Several issues limit the results of our pilot study. We captured only clinically-recognized pregnancy losses, which might have introduced a competing-risk bias towards the null hypothesis should pre-clinical loss be associated with iAs exposure [55]; thus, true effects may be even greater than we report here. A large number of pregnancy losses are induced in our study population; 71% of the abortions treated in Timis County (i.e., Bega Hospital) were elective during 2008 [56]. Elective terminations were excluded from our study, yet we do not suspect differential exposure between women with induced and spontaneous losses and so bias is unlikely. We also did not accommodate exposure to other potential causes of pregnancy loss that may ‘track’ with iAs. Variable exceedances of European Union (EU) air quality standards for CO and NOx occurred within limited areas of Timisoara during 2008 [57]. However, the evidence for associations with spontaneous loss is weak, and purported associations are low [58]. Furthermore, we identified no associations using ‘urban residence’ as a proxy for air pollution exposure. We also did not incorporate assessment of iAs metabolism, which may have introduced a bias towards the null hypothesis.
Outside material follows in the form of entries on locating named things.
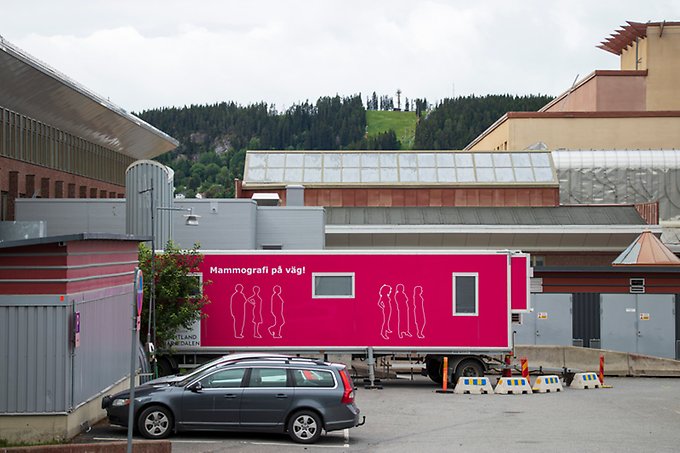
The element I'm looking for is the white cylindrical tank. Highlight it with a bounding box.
[125,160,175,250]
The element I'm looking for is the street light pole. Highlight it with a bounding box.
[139,178,158,378]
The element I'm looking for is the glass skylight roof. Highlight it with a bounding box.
[244,151,557,185]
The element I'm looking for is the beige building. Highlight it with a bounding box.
[465,22,680,151]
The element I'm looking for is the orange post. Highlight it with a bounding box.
[519,357,529,379]
[502,354,512,377]
[437,356,453,393]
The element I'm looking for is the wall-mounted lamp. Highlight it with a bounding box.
[156,206,201,226]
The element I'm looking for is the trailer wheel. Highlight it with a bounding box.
[454,359,484,383]
[425,359,443,384]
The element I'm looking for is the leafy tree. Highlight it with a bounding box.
[139,241,210,350]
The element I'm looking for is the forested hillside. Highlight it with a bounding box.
[138,94,550,198]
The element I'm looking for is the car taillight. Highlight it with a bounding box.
[340,368,354,404]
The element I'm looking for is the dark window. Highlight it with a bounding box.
[453,274,477,315]
[201,368,245,388]
[293,370,335,388]
[312,274,354,298]
[248,368,288,387]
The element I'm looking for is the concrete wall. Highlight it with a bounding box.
[256,207,326,250]
[515,346,680,376]
[16,198,125,236]
[0,379,130,443]
[172,198,257,250]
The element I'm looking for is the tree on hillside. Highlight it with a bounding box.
[139,241,210,350]
[414,95,552,149]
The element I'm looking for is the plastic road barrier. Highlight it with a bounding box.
[494,377,532,395]
[570,373,602,389]
[533,375,562,393]
[453,377,493,395]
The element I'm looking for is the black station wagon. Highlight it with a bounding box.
[102,355,365,443]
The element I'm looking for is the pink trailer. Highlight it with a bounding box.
[170,250,530,380]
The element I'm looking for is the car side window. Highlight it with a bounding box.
[248,368,288,387]
[293,370,335,388]
[200,368,246,388]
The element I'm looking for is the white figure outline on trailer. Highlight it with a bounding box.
[413,285,427,338]
[394,283,412,338]
[229,283,248,338]
[248,285,262,338]
[268,285,286,338]
[378,285,392,340]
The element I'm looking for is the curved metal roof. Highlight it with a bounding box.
[0,37,179,159]
[243,151,558,188]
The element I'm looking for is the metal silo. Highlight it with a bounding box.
[125,160,175,250]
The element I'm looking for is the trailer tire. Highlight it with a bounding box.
[453,359,484,383]
[425,359,444,384]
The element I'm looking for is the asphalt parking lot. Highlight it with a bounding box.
[77,376,680,453]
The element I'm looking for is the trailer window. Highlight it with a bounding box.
[312,273,354,299]
[453,274,478,316]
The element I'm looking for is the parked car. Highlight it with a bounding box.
[102,355,365,443]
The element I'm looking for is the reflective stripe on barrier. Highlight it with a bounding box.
[494,377,532,395]
[569,373,602,389]
[453,377,493,395]
[533,375,562,393]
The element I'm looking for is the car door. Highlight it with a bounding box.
[241,367,295,431]
[178,367,246,429]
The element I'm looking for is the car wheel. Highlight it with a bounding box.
[288,410,322,444]
[454,360,484,383]
[137,406,172,439]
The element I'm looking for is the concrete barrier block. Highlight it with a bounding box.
[494,377,532,395]
[453,377,493,395]
[532,375,562,393]
[569,373,602,390]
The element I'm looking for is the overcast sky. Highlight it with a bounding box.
[0,0,680,112]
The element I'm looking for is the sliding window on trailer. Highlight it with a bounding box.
[312,272,354,299]
[453,273,479,316]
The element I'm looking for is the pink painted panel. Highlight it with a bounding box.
[201,253,510,350]
[510,254,531,313]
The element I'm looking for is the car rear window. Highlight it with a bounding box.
[248,368,288,387]
[293,369,335,387]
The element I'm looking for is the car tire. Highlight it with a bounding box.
[288,410,323,444]
[137,406,173,439]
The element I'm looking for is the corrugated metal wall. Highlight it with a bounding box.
[0,296,71,413]
[125,160,176,250]
[0,285,133,414]
[71,285,133,406]
[572,293,600,348]
[675,294,680,360]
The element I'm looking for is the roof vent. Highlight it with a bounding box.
[251,193,281,206]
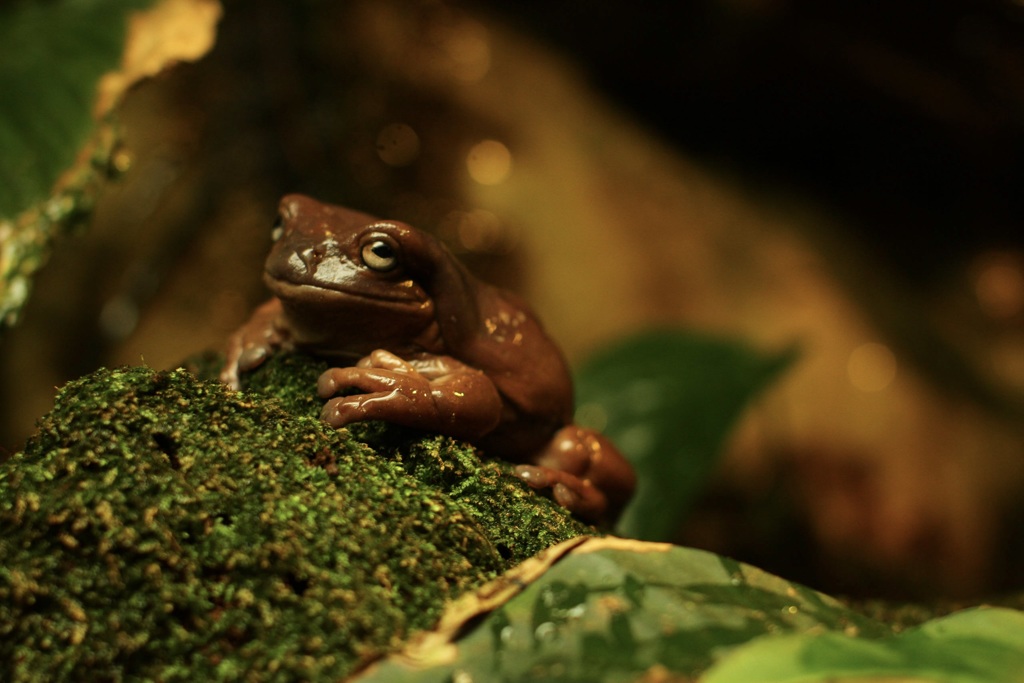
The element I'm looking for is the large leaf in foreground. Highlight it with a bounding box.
[356,539,889,683]
[353,539,1024,683]
[577,331,794,541]
[701,607,1024,683]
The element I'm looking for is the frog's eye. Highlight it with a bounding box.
[362,239,398,272]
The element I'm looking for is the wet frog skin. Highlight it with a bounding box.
[221,195,635,521]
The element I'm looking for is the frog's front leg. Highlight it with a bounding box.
[316,349,502,439]
[220,297,290,389]
[515,425,636,523]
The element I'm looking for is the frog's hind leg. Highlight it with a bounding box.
[515,425,636,524]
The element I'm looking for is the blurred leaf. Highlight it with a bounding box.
[0,0,220,326]
[355,539,890,683]
[701,607,1024,683]
[577,331,796,541]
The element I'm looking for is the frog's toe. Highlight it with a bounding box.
[513,465,608,522]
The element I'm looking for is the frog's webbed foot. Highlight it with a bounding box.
[316,349,502,439]
[219,299,286,390]
[515,425,636,523]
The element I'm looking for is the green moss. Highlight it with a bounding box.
[0,356,589,681]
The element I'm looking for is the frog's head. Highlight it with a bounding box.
[264,195,451,355]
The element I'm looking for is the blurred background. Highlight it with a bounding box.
[0,0,1024,599]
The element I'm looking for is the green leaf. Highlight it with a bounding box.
[0,0,220,328]
[701,607,1024,683]
[355,539,890,683]
[577,331,796,541]
[0,0,152,218]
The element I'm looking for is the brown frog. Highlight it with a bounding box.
[221,195,635,521]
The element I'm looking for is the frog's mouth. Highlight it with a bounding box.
[263,272,429,307]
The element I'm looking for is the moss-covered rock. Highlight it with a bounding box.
[0,356,592,681]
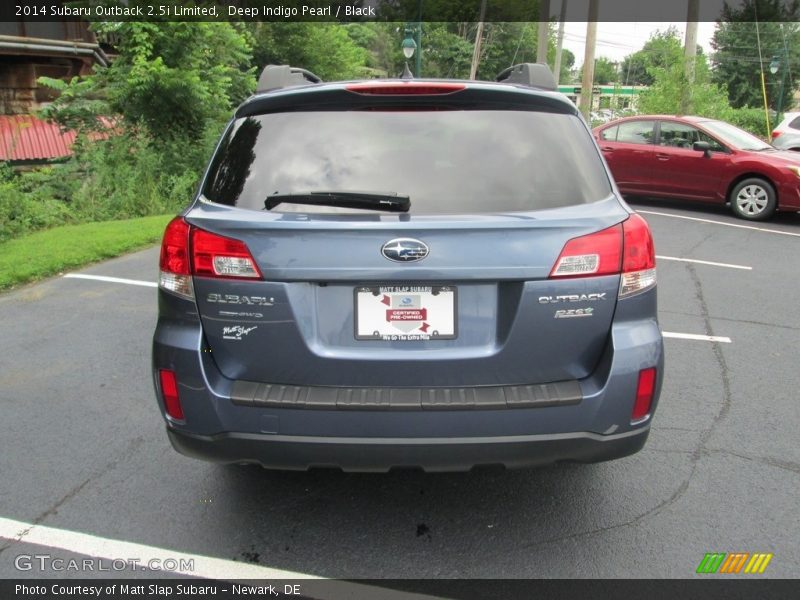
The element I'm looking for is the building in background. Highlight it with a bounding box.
[0,20,108,166]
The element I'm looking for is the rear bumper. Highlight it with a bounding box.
[167,427,650,472]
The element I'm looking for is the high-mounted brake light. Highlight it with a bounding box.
[345,81,466,96]
[191,227,261,279]
[550,225,622,278]
[158,217,194,300]
[631,367,656,423]
[550,214,656,298]
[158,369,183,421]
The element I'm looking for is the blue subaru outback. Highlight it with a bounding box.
[153,64,664,471]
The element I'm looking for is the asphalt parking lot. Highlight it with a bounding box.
[0,202,800,578]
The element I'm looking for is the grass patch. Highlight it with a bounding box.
[0,215,172,290]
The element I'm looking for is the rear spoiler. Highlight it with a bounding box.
[256,65,322,94]
[496,63,558,92]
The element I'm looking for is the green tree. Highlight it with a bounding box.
[41,22,255,140]
[594,56,618,85]
[711,0,800,109]
[251,22,370,81]
[619,27,682,85]
[639,32,730,119]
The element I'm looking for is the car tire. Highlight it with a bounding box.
[728,177,778,221]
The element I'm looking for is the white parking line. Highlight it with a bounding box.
[661,331,731,344]
[64,273,158,287]
[636,210,800,237]
[656,254,753,271]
Wide between-person variability is reported for iAs detoxification, governed by genetic polymorphisms [59] and nutritional factors [52]. Likewise, our use of self-reported health-behaviors data including cigarette smoking, alcohol consumption and prenatal vitamin use may have introduced misclassification, but the nature of any misreport is difficult to predict. Finally, reproduction is a couple-level function [60] although we captured only maternal data. We believe maternal exposures are likely to be of greater importance, but evidence also suggests the relevance of male factors to pregnancy loss [61, 62].

Conclusions

In conclusion, our study results indicate no increased risk for spontaneous pregnancy loss of <20 weeks completed gestation among women with low to moderate drinking water iAs exposure. Prenatal vitamin use appeared to be protective. While our results are internally valid, we recommend caution in generalizing to other populations and to groups with dissimilar levels of iAs exposure, dietary habits and health-related behaviors. Given the low overall exposures our study should reassure mothers, clinicians and policy makers in Timis County. Still, our data raise the possibility for an increased risk among women smoking cigarettes during pregnancy, which merits a more definitive investigation. These results add to our knowledge as to how low-levels of iAs impact human reproduction.